Faktor risiko BBLR antara lain dibagi menjadi risiko demografik, risiko medis, risiko perilaku dan lingkungan, dan faktor risiko fasilitas kesehatan. Faktor risiko demografik meliputi usia ibu terlalu muda yaitu kurang dari 16 tahun atau terlalu tua yaitu lebih dari 35 tahun, status sosio-ekonomi yang merupakan salah satu penentu utama status gizi, serta tingkat pendidikan yang rendah.
"Faktor usia ibu terlalu muda biasanya banyak ditemukan di pedesaan yang budayanya menuntut anak untuk cepat-cepat dinikahkan, sebaliknya usia terlalu banyak ditemukan di perkotaan, wanita terlalu asik bekerja, lupa menikah," papar Risma.

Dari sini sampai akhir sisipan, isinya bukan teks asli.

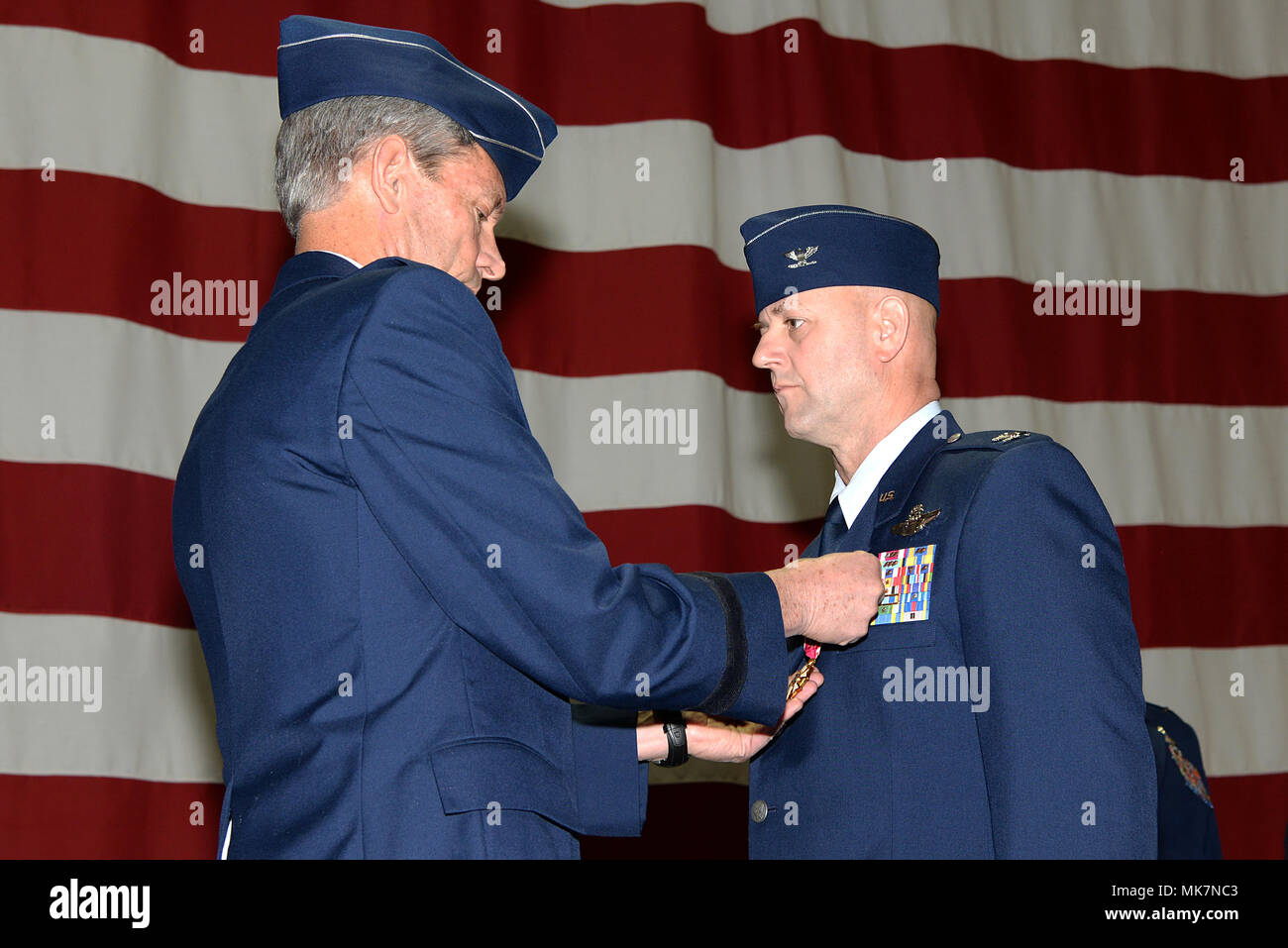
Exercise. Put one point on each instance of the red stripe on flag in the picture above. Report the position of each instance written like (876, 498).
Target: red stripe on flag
(1250, 814)
(89, 540)
(614, 312)
(107, 818)
(623, 63)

Faktor risiko medis meliputi kehamilan multipel yang biasanya karena teknik bayi tabung sehingga menghasilkan bayi kembar lebih dari dua, kenaikan berat badan ibu tidak optimal, jarak kehamilan sekarang dengan kehamilan sebelumnya pendek, tekanan darah rendah atau hipotensi, hipertensi atau preeklamsia, infeksi yaitu adanya bakteri dalam urin, rubella, dan cytomegalovirus, pendarahan pada trimester pertama atau kedua, dan cairan ketuban yang jumlahnya sedikit atau terlalu banyak.
Faktor risiko perilaku dan lingkungan meliputi saat hamil terkena paparan asap rokok, status nutrisi buruk, konsumsi alkohol, dan konsumsi narkoba. Serta faktor risiko fasilitas kesehatan seperti perawatan kehamilan yang tidak rutin atau tidak ada sama sekali.
"Seringkali akibat kemiskinan, ibu hamil malas memeriksakan kehamilannya secara rutin bahkan tidak sama sekali, padahal hal itu sangat penting untuk mencegah bayi berat lahir kurang," kata Risma. "Dengan mengetahui faktor risiko, diharapkan masalah bayi berat lahir rendah dapat diatasi sehingga menurunkan angka kematian anak," pungkas Risma.